The Rocks installer is really quite simple. Enter “build” at the welcome screen. Soon you will be at the configuration screen. There you will choose the “CD/DVD Based Rolls” selection where you can pick from your rolls and such. I chose everything except the Sun specific stuff (descriptions on which Rolls do what are in the download section). Since I was using RHEL instead of CentOS on the jumbo dvd, I had to push that “CD/DVD” button once per cd/dvd and select what I needed from each one.
Once the selections were made it asks you for information about the cluster. Only the FQDN and Cluster name are really necessary. After that you are given the chance to configure your public (lan) and private network settings, your root password, time zone and disk partitioning. My best advice here would be to go with default where possible although I did change my private network address settings and they worked perfectly. Letting the partitioner handle your disk partitioning is probably best too.
A quick note about disk space: If you are going to have a lot of disk space anywhere, it’s best on the head node as that space will be put in a partition that will be shared between compute nodes. Also, each node should have at least 30gb of hdd space to get the install done correctly. I tried with 16gb on one compute node and the install failed!
After all that (which really is not much at all), you just sit back and wait for your install to complete. After completion the install docs tell you to wait a few minutes for all the post install configs (behind the scenes I guess) to finish up before logging in.
Once you are at that point and logged into your head node, it is absolutely trivial to get a compute node running. First, from the command line on your head node, run “insert-ethers” and select “Compute”. Then, power on your compute node (do one at a time) and make sure it’s set to network boot (PXE). You will see the mac address and compute node name pop up on your insert-ethers screen and shortly thereafter your node will install itself from the head node, reboot and you’ll be rockin’ and rollin’!
Once your nodes are going, you can get to that shared drive space on /state/partition1. You can run commands on the hosts by doing “rocks run host uptime”, which would give you an uptime on all the hosts in the cluster. “rocks help” will help you out with more commands.

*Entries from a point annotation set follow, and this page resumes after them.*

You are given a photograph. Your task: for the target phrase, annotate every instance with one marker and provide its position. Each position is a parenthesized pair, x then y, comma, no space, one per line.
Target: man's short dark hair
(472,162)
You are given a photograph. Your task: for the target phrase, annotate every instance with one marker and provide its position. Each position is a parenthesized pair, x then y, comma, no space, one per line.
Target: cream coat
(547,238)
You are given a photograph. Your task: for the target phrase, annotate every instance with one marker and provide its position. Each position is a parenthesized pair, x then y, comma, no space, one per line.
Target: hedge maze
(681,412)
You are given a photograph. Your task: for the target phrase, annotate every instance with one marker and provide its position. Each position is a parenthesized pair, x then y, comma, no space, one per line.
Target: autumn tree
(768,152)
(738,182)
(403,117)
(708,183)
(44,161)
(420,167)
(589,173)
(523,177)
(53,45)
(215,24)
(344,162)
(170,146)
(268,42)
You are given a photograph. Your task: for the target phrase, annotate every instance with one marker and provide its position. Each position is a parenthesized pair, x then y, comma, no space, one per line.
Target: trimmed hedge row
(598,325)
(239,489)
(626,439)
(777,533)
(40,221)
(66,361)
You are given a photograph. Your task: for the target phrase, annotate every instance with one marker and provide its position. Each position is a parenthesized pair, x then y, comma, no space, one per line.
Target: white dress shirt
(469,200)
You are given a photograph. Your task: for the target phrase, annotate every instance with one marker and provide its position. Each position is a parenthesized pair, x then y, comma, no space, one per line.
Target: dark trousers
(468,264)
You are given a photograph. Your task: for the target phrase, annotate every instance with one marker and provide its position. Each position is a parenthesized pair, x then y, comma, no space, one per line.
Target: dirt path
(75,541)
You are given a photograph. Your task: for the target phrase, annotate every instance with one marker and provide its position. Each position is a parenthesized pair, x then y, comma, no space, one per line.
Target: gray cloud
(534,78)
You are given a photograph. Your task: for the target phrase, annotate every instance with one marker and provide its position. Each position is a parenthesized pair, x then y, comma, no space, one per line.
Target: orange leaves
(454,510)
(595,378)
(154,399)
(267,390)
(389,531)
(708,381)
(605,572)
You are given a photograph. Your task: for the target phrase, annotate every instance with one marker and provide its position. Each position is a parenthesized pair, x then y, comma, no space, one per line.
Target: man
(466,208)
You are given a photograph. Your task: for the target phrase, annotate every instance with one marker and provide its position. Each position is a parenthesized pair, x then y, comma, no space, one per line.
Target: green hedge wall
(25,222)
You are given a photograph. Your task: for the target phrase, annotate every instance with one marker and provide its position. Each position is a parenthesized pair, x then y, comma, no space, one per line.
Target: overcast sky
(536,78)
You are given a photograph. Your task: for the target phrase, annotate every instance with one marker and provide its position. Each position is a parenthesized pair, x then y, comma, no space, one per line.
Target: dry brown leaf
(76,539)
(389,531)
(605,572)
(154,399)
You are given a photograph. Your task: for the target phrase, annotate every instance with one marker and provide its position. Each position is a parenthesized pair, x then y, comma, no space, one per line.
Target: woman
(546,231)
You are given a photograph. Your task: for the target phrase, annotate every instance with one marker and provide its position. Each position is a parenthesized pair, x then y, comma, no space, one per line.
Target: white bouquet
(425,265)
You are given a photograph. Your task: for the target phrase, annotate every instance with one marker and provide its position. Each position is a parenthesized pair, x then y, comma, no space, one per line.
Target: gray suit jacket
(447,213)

You can ssh into any one of the nodes by simply doing “ssh compute-0-1″ or whichever node you want.
Now the only problem I have encountered so far is I had an issue with a compute node that didn’t want to install correctly (probably because I was impatient). I tried reinstalling it and it and somehow got a new nodename from insert-ethers. In order to delete my bad info in the node database that insert-ethers maintains I needed to do a “rocks remove host compute-0-1″ and then “rocks sync config” before I was able to make a new compute-0-1 node.
So now you and I have a functional cluster. What do you do with it? Well, you can do anything on there that requires the horsepower of multiple computers. Some things come to mind like graphics rendering and there are programs and instructions on the web on how to do those. I ran folding at home on mine. With a simple shell script I was able to setup and start folding at home on all my nodes. You could probably do most anything the same way. If any of you find something fantastic you like to run on your cluster, be sure to pass it along and let us know!